Philips: Look—in a world where job security is becoming increasingly precarious, very much so in the private sector especially, this is a very important factor. Greater job security available in the government sector remains sufficiently attractive for people to hang on to those jobs even when their paychecks are eroding. That is what we see on this. And, yes, beyond stability, benefits for public sector employees also remain generally better.
Government Executive: How would you characterize the state of federal benefits?
Philips: Circling back to what I said earlier, on average—while we see public sector pay still tends to be lower than private—its benefits continue to be more generous, right? It’s in the data. And, I’ll just tell you as an anecdote, I'm a professor at the University of Utah. Our benefits are generous. I had to replace one of my knees and I am covered for as much rehabbing as necessary. That’s better than many of my private-sector friends. Better benefits are a fact for federal employees as well as other public-sector employees. And, I’ll add another advantage beyond that: feds also have defined benefit pensions to go along with any of their other retirement savings. Most private sector employees no longer have such benefits. All these advantages—job security, better benefits and defined-benefit pensions—are very valuable to public sector people, and they tend to offset lower salaries.
Government Executive: Even with better benefits, when wages erode in value people get nervous. You say the data gives you optimism for a continuing downward drift in inflation. But economists note that wages can rise and feed higher inflation. So, aren’t you worried about a possible “wage-price spiral”?
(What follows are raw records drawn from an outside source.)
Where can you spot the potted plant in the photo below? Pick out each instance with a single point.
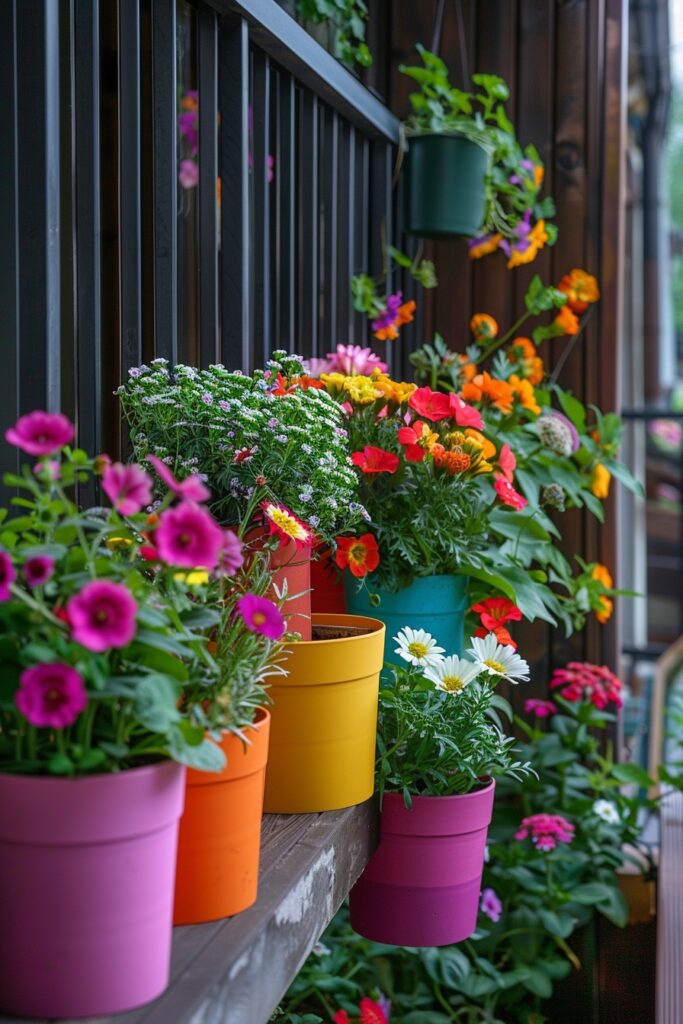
(439, 749)
(272, 446)
(96, 649)
(466, 173)
(325, 717)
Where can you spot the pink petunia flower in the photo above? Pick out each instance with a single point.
(546, 830)
(38, 569)
(188, 536)
(230, 557)
(191, 487)
(102, 615)
(491, 905)
(7, 576)
(542, 709)
(51, 695)
(507, 463)
(507, 493)
(128, 487)
(261, 615)
(352, 360)
(41, 433)
(464, 415)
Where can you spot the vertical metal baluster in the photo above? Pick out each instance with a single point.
(166, 178)
(309, 220)
(235, 258)
(8, 235)
(261, 238)
(38, 185)
(87, 232)
(129, 186)
(287, 205)
(208, 209)
(330, 174)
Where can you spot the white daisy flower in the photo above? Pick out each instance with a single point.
(453, 674)
(607, 811)
(498, 659)
(418, 647)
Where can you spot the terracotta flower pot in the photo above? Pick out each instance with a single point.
(328, 586)
(86, 889)
(325, 719)
(437, 604)
(421, 888)
(220, 832)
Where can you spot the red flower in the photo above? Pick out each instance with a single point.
(430, 403)
(374, 460)
(500, 633)
(496, 611)
(358, 554)
(507, 493)
(464, 415)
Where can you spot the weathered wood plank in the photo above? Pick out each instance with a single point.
(236, 971)
(670, 912)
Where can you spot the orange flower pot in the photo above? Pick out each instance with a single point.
(325, 719)
(220, 832)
Philips: No. Most of our recent inflation, according to the data, came with the pandemic due to a breakdown in fragile supply chains—across our globalized economy—which meant many things became scarce and expensive. I don't think our rising wages have much to do with the problem now or in the immediate future, so I don’t think we are facing a wage price spiral. Now with inflation hanging on, there can be a “knock-on effect”—meaning wages can feed inflation’s acceleration, somewhat. We saw this back in the 1960s and 1970s, particularly when inflation accelerated during the Vietnam War and the 1973 OPEC oil price spike. Unions even negotiated cost-of-living provisions in their contracts, But very, very few contracts have those agreements today.
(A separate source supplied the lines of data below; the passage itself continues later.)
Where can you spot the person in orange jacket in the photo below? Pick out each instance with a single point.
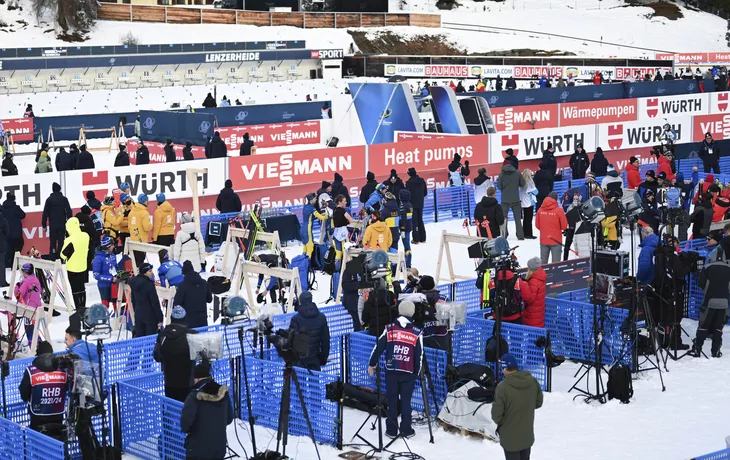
(163, 224)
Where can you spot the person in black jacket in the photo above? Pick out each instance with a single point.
(579, 162)
(122, 158)
(188, 151)
(14, 215)
(85, 160)
(488, 215)
(544, 182)
(218, 148)
(310, 318)
(599, 163)
(228, 201)
(209, 102)
(206, 414)
(147, 312)
(376, 319)
(368, 188)
(64, 160)
(246, 146)
(417, 186)
(170, 154)
(194, 295)
(338, 188)
(56, 212)
(173, 352)
(143, 154)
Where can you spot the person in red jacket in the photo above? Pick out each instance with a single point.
(633, 177)
(551, 222)
(532, 289)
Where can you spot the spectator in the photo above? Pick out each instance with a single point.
(205, 415)
(209, 102)
(246, 146)
(599, 163)
(417, 186)
(55, 214)
(143, 154)
(64, 160)
(189, 244)
(544, 182)
(509, 182)
(551, 222)
(163, 224)
(648, 245)
(533, 291)
(170, 155)
(710, 154)
(228, 201)
(528, 192)
(173, 352)
(513, 409)
(488, 215)
(85, 160)
(14, 240)
(147, 312)
(633, 177)
(368, 188)
(579, 162)
(122, 158)
(309, 318)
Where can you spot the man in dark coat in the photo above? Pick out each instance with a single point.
(218, 148)
(599, 163)
(368, 188)
(310, 318)
(194, 295)
(246, 145)
(170, 154)
(206, 414)
(228, 201)
(122, 158)
(147, 312)
(173, 352)
(488, 215)
(64, 160)
(56, 212)
(14, 216)
(338, 188)
(85, 160)
(143, 154)
(579, 162)
(417, 186)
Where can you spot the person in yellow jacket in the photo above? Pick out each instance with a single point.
(75, 251)
(163, 224)
(140, 225)
(377, 235)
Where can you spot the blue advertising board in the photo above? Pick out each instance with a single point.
(384, 108)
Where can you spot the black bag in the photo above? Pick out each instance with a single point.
(619, 383)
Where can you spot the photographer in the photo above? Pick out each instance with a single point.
(309, 318)
(173, 352)
(44, 388)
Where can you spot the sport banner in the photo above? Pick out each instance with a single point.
(273, 135)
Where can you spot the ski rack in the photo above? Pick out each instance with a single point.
(241, 275)
(58, 272)
(272, 238)
(399, 259)
(446, 240)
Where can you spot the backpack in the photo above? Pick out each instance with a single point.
(619, 383)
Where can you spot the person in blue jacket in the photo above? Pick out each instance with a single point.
(649, 243)
(104, 267)
(310, 318)
(309, 213)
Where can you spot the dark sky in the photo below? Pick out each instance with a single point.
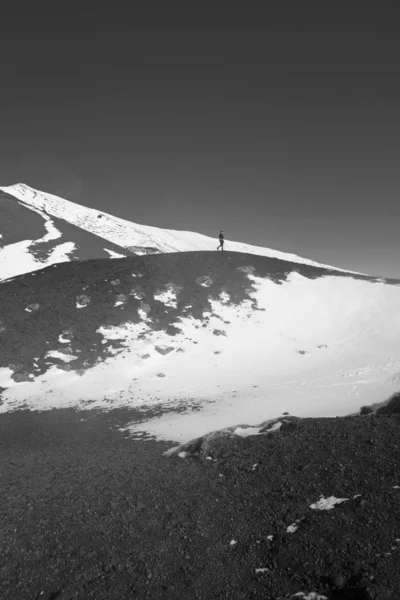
(281, 127)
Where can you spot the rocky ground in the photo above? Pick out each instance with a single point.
(88, 512)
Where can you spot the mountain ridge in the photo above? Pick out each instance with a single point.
(132, 237)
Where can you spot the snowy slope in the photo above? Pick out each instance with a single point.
(212, 340)
(31, 239)
(141, 239)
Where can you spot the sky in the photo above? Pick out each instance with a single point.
(280, 126)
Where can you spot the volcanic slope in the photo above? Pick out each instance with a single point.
(212, 339)
(139, 239)
(31, 239)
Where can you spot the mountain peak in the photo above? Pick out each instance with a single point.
(125, 237)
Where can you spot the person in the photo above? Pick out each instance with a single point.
(221, 240)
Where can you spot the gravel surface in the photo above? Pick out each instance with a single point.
(88, 512)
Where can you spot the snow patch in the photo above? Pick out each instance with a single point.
(114, 254)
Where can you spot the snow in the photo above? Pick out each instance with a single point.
(310, 596)
(114, 254)
(61, 355)
(258, 373)
(327, 503)
(17, 258)
(128, 234)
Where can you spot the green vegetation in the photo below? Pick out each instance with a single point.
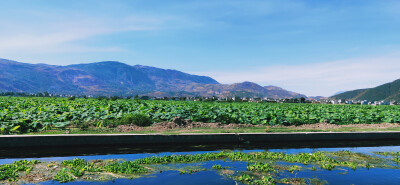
(22, 115)
(395, 155)
(262, 167)
(11, 171)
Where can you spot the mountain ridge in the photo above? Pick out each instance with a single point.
(117, 78)
(385, 92)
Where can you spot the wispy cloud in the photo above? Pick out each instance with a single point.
(68, 34)
(321, 78)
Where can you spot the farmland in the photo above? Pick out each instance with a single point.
(22, 115)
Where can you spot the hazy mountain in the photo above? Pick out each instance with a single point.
(389, 91)
(115, 78)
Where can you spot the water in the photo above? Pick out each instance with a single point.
(339, 175)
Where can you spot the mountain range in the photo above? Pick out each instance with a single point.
(387, 92)
(116, 78)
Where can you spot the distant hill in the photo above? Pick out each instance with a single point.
(116, 78)
(389, 91)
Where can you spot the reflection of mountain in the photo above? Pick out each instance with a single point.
(115, 78)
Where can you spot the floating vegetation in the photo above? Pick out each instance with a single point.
(260, 167)
(395, 155)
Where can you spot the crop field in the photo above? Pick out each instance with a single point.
(22, 115)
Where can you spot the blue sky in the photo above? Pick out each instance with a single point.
(312, 47)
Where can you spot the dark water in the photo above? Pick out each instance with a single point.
(340, 175)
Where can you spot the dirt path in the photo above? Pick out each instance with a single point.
(185, 125)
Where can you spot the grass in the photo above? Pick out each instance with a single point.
(210, 130)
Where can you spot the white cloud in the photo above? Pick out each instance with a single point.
(67, 33)
(319, 79)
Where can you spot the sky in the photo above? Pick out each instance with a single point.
(311, 47)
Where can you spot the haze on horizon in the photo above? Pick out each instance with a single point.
(306, 46)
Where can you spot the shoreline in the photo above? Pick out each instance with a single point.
(59, 140)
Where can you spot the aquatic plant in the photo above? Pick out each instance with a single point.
(63, 176)
(127, 167)
(10, 171)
Government Executive: Finally, the elephant in the room: The danger of a debt ceiling default. Your thoughts, as the deadline nears and Congress might need at least a few days more to pass whatever’s negotiated?
Philips: We all—feds and the entire world’s economy—rely on the U.S. federal government paying its bills pretty much on time. If the current debt ceiling standoff doesn’t end, it could be catastrophic. For feds, yes they might see their pay and benefits delayed even in a brief lapse. But, far worse, our country’s advantages could be lost to a “Humpty Dumpty” effect, where if our brand cracks even temporarily, can you really patch it up and reestablish certainty around the world? My biggest concern: If we're talking a breach lasting 30 or 60 days past deadline, that's a five-alarm fire—and not just for feds. We’re not talking just worsening inflation or a higher cost of borrowing anymore. We’re talking a serious downturn in the U.S. and world economy, with corresponding long-term massive deflationary, unemployment and other effects. We cannot afford this or future political failures over the debt ceiling.